Artist: The Source featuring Candi Staton
Title: You Got The Love
Release date: 1991
First heard: 1991
After my first full year of absence from the airwaves of 6 Music, I felt sufficiently emancipated from the yoke of BBC impartiality and general station cheerleading to shout from the rooftops, “I think Florence Welch has pulled off one of the great confidence tricks in modern music!” Two hit albums in, she was worth $14 million ($28 million by 2019) and feted around the world, so I don’t feel she’ll lose any sleep to discover that I don’t hear what millions of others do in her vocal style or mode of musicality. It still feels liberating to state for the record that in my subjective opinion I find her opportunistic 2009 remake of You Got The Love – pedantically “corrected” to You’ve Got The Love – to be one of my least favourite cover versions in all of pop music. Though slavishly similar, and clearly bound for glory by association, for me, Florence Against The Machine’s rendition sucks every drop of soul from one of the greatest modern mash-ups of the 20th century.
I won’t bore you, or myself, with the circuitous history of the eventual 1991 version credited to The Source, whose vocal was apparently recorded by Candi Staton a capella for a video documentary in the 80s and whose vital studio production can, it seems, be credited to John Truelove and Eren Abdullah (although Frankie Knuckles was involved somewhere along the line).

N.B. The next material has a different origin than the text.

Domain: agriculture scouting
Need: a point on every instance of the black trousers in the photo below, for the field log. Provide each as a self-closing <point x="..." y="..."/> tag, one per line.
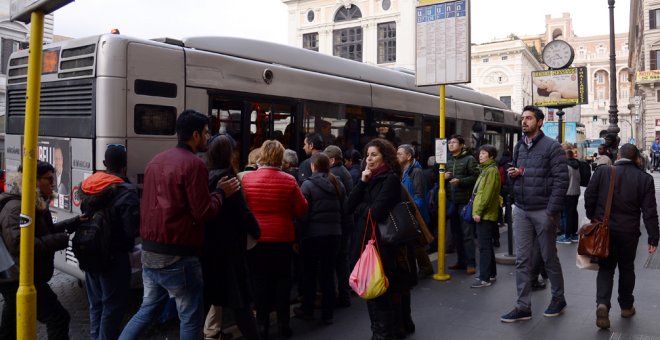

Needless to say, the Young Hearts Run Free disco legend supplies a supreme, inimitable vocal which needs little enhancement to raise it up. But can you imagine a more sympathetic exoskeleton than the minimally plucked “talking” bassline and mechanical, insectoid synth tinkle that frame it?
Has anybody ever heard that now-immortal intro and not air-clicked their finger in time to it? This is such a boldly graphic and sonically desaturated underlay, which adds melodrama and dirty funk to Staton’s reverb-enhanced declaration:
Sometimes I feel like throwin’ my hands up in the air
I know I can count on you
Sometimes I feel like saying “Lord I just don’t care”

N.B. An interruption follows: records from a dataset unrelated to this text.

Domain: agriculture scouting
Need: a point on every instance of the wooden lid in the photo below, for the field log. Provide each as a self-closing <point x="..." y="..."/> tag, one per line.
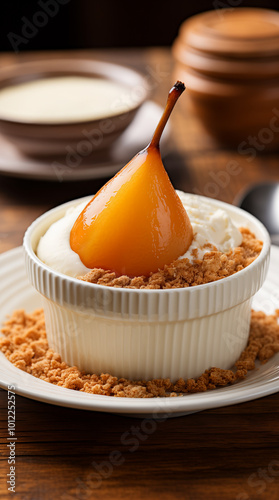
<point x="237" y="33"/>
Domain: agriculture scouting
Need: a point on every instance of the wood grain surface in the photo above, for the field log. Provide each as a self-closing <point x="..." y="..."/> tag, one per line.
<point x="220" y="454"/>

But you got the love I need to see me through
The production knows instinctively when to trigger each new layer (the first finger click just as she starts the second verse with another “Sometimes”), and by verse three, everything’s working together as a team from hi-hat to added keyboard wash cycle; it’s not even a minute in. At this point if you don’t yet feel like throwing your hands up in the air, you never will do. It’s certainly one of those tracks that ought to struggle to match its own impeccable intro, but once up and running, there’s always something new, vocally or sonically, to keep you keen: the way Staton sings the word “occasionally”, that insistent synth line two and a half minutes in, the squelching sound, and the drop-out to bass, click and vocal at three minutes. Give thanks.

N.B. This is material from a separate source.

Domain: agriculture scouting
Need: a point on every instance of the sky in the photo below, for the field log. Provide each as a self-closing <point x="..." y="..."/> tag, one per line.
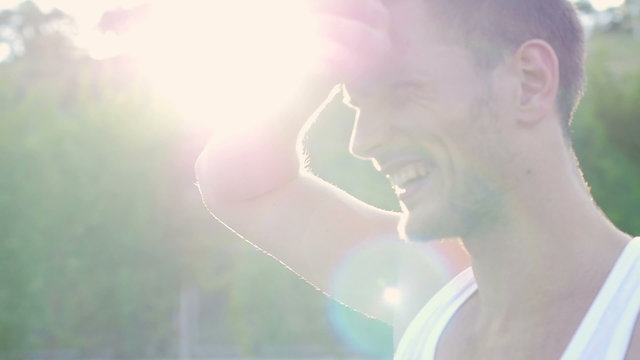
<point x="87" y="12"/>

Sometimes a classic song comes together in a roundabout way, but as when the stars align, we should savour the moment. You Got The Love is one of those moments. I’m not a purist about cover versions – there are a number in The 143 – but this isn’t really one that should be attempted in karaoke. Just do the finger clicks instead. Or sing the bassline. That would be a greater tribute.
As with These Boots Are Made For Walking and Try A Little Tenderness, I’m always sad when the Radio Edit fades out.